Ireland-born novelist Delaney (Tipperary, 2007, etc.) never met a turning point in the Emerald Isle’s history that he didn’t like. With this entry in his ongoing epic cycle of novels, he turns to a big one: the bloody strife that accompanied the birth of the Irish Free State in 1922 and ’23. American priest Robert Shannon lands on Ireland’s shore just as the bullets start flying, and bad luck for him: A former chaplain serving with the U.S. Marines in France during World War I, he suffers from a textbook case of shell shock. That malady occasions a characteristically encyclopedic aside from Delaney, just as the book opens, on the etiology and management of posttraumatic stress—and readers who dislike didacticism should be warned that his narrative often pauses to break the fourth wall and explain what’s what: “One of the symptoms of their illness…is a morbid irritability—they tend to become upset and to take offense at the merest trifles—and this leads to trouble with the other patients, the nurses, and the medical officers responsible for discipline.” Morbid irritability being an Irish specialty, Shannon fits right in with the village folk he is called to serve, out in the country in which, the locals say, Saint Patrick himself was afraid to wander.

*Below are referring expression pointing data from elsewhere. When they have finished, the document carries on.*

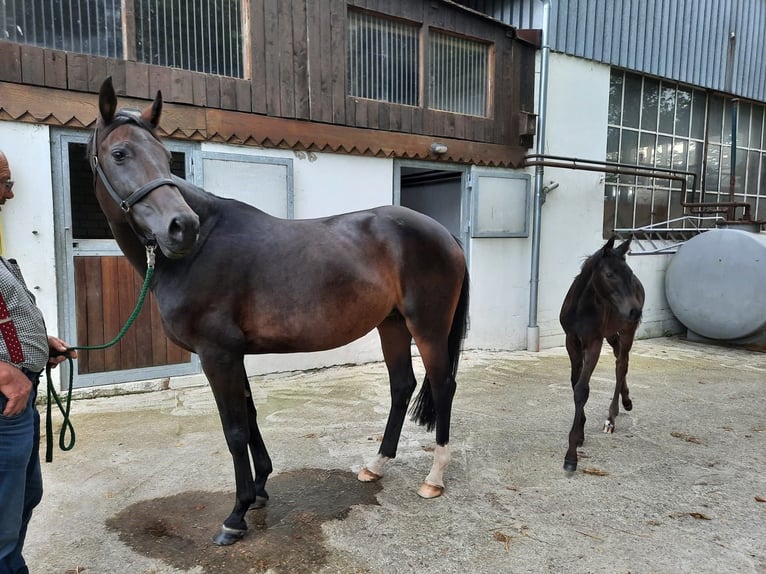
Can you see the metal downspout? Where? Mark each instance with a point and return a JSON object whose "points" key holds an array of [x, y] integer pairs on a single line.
{"points": [[533, 331]]}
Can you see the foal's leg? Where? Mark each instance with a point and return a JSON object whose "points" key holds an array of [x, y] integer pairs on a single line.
{"points": [[228, 380], [574, 350], [395, 340], [438, 372], [261, 459], [591, 352], [621, 343]]}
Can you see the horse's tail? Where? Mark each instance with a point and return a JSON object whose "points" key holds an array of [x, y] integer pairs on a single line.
{"points": [[423, 410]]}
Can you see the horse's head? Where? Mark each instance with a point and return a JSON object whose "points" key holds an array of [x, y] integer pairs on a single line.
{"points": [[614, 281], [133, 178]]}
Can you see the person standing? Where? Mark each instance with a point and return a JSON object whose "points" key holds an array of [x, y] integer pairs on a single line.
{"points": [[25, 350]]}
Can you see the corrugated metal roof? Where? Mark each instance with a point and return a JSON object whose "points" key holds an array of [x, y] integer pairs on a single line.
{"points": [[683, 40]]}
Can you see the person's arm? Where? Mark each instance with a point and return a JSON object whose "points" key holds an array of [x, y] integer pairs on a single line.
{"points": [[16, 387]]}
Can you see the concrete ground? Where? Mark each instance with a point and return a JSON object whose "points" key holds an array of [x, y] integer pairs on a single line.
{"points": [[680, 487]]}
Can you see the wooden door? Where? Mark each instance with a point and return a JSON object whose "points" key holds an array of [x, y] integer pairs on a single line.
{"points": [[101, 288]]}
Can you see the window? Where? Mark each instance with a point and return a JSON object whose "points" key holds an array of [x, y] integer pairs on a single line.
{"points": [[188, 34], [383, 59], [654, 123], [383, 63], [459, 72]]}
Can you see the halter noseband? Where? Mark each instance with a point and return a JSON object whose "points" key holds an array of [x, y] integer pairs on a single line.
{"points": [[141, 192]]}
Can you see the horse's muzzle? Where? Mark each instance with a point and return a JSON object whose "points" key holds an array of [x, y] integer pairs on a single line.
{"points": [[181, 236]]}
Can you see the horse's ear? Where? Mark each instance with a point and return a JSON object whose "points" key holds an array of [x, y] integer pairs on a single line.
{"points": [[624, 247], [107, 101], [152, 113]]}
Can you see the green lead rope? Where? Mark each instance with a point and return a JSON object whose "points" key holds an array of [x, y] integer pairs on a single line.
{"points": [[66, 427]]}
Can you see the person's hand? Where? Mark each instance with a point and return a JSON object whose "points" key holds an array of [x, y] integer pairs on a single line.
{"points": [[16, 387], [58, 351]]}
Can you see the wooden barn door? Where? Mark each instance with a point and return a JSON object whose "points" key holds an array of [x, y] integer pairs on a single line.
{"points": [[100, 289]]}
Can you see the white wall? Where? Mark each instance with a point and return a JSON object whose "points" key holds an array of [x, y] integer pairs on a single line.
{"points": [[326, 184], [27, 219], [578, 100]]}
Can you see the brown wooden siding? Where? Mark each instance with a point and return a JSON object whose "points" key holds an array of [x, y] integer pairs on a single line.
{"points": [[106, 291], [297, 73]]}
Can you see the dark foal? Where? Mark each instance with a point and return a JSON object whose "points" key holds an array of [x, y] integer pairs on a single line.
{"points": [[231, 280], [605, 301]]}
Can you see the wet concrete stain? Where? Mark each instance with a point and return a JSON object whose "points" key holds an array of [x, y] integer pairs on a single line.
{"points": [[284, 537]]}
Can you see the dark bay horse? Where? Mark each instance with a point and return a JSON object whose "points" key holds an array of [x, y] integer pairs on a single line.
{"points": [[231, 280], [605, 301]]}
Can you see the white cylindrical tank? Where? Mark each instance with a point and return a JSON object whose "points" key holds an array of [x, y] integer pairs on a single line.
{"points": [[716, 284]]}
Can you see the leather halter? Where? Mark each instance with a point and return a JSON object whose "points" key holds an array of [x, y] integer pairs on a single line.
{"points": [[136, 196]]}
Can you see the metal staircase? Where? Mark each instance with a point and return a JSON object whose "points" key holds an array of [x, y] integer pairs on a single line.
{"points": [[666, 236]]}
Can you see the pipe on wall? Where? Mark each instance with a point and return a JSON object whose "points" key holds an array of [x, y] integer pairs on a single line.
{"points": [[533, 330]]}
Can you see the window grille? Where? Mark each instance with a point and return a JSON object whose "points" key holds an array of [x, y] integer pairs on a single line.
{"points": [[198, 35], [83, 26], [655, 123], [459, 73], [383, 59]]}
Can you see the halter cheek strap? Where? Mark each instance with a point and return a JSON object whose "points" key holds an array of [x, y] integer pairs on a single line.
{"points": [[127, 203]]}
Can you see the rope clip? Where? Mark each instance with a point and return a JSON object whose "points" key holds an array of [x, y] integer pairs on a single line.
{"points": [[150, 247]]}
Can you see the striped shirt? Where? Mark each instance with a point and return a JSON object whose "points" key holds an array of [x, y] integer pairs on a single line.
{"points": [[26, 316]]}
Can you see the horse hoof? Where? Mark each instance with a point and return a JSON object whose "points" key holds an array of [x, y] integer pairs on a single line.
{"points": [[430, 490], [366, 475], [227, 536], [260, 502]]}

Shannon restructures his shattered life while wandering in places where he’s not supposed to, including the arms of a widow lady—but it would be spoiling things to tell, save to note that Delaney explains, “In the Ireland of 1922, virginity dominated the lives of single women, and the relevant fire and brimstone rained down every Sunday from pulpits all over the country.” How this transgression resolves, and how Shannon manages to keep from cracking up in his war-torn adopted country, makes for a fine adventure in storytelling.

A well-crafted, satisfying work of historical fiction, as are all of Delaney’s novels; respectful of the facts while not cowed by them, and full of life.